The top performing videos for the Team USA sponsors were all comprised of athletes reviewing their gear or putting together outfit-of-the-day videos. The other (relative) newcomer, SKIMS, was the best of the bunch with 7 million views on their top ten videos, earning a 14% engagement rate for $94 thousand in brand value.
Next came Nike with 4.5 million views, a 9% engagement rate, and $55 thousand in marketing. Ralph Lauren came last with 3.1 million views, an engagement rate of 7%, and added brand value of $41.5 thousand. However, its notable that many top performing Opening Ceremony videos that prominently feature the Ralph Lauren logo didn’t tag the brand and thus weren’t included for these metrics.
Athlete-Created Content Doing Numbers
These brands can thank the handful of athletes with a good grasp of TikTok and it’s trends who consistently created content throughout the games. 29 of the 40 TikToks discussed before were created by only three athletes, all of whom are competing in women’s snow sport events: Canadian freestyle skier Elena Gaskell and American snowboarders (and Olympic roommates) Tessa Maud and Maddie Mastro.

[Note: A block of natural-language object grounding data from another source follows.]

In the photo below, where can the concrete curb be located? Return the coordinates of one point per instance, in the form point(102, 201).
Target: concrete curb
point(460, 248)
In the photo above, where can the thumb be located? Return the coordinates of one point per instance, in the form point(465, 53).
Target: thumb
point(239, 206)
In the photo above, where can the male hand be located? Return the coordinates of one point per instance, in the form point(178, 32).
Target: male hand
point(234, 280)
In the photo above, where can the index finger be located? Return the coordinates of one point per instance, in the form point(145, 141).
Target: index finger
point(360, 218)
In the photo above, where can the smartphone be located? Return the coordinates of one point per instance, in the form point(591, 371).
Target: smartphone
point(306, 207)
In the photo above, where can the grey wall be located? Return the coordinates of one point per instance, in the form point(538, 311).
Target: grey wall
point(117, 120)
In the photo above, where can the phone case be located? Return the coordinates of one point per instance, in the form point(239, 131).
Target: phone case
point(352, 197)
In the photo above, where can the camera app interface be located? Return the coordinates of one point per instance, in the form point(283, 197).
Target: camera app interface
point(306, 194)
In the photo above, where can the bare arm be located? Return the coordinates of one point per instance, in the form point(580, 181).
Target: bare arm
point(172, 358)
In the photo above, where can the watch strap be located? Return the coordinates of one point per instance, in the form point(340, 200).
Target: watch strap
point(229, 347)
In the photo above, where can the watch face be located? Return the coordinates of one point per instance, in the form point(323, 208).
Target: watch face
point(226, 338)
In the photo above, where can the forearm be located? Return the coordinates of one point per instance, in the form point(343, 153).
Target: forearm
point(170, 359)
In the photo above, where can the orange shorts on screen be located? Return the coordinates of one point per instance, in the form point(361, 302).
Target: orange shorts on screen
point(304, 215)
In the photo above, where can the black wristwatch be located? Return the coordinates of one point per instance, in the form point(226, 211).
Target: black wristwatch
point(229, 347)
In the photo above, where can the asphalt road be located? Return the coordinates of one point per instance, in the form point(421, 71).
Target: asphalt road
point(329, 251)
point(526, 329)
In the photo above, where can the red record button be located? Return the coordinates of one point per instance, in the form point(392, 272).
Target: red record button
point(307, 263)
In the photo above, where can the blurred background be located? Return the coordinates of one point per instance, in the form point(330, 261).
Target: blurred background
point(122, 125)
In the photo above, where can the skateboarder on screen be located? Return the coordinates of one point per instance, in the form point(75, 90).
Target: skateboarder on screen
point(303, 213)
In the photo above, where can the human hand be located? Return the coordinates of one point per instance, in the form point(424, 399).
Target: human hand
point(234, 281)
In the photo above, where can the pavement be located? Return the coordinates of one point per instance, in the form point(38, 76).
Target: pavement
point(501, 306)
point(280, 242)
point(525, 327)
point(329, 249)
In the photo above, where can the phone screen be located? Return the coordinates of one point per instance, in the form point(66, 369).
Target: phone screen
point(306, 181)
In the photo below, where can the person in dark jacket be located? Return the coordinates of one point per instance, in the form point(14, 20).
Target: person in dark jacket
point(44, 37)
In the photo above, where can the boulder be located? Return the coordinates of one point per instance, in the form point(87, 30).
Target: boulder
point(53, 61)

None of these athletes came into the games with notably large followings on any social platforms or received much attention from traditional media. However, their TikTok profiles popped in the immediate leadup to the Olympics once they started receiving their official gear. For an example of their reach, Maddie Mastro, the starlet of Winter Olympics TikTok, racked up over 100 million views leading up to and at the Olympics. Yet none of these three athletes have been (obviously) signed by any mentioned brands.
Olympic outfitters are seeing an increased (and perhaps unexpected) ROI on their investment in the Olympics.
Maybe they planned for the TikTok Olympics hype, but the apparel try-on hauls and get-ready-with-me content feels more like organic exposure that added value to their investment.
Olympic outfitters should capitalize early and often on viral athletes.
The week of travel and outfitting present a unique and incredibly valuable opportunity for pre-existing Olympic sponsors to grab a handful of new ambassadors with native understanding of social platforms and audiences of young trendsetters who already have increased brand affinities.
The Olympics are a unique example of TikTok and sports naturally intersecting.
Somehow, the TikTok algorithm sorted through the all the clutter, found the Winter Olympics, and thrust it onto our For You pages. Even though it’s tough to predict the events and moments that blow up on TikTok, once it happens there’s an abundance of opportunity for athletes, brands and beyond.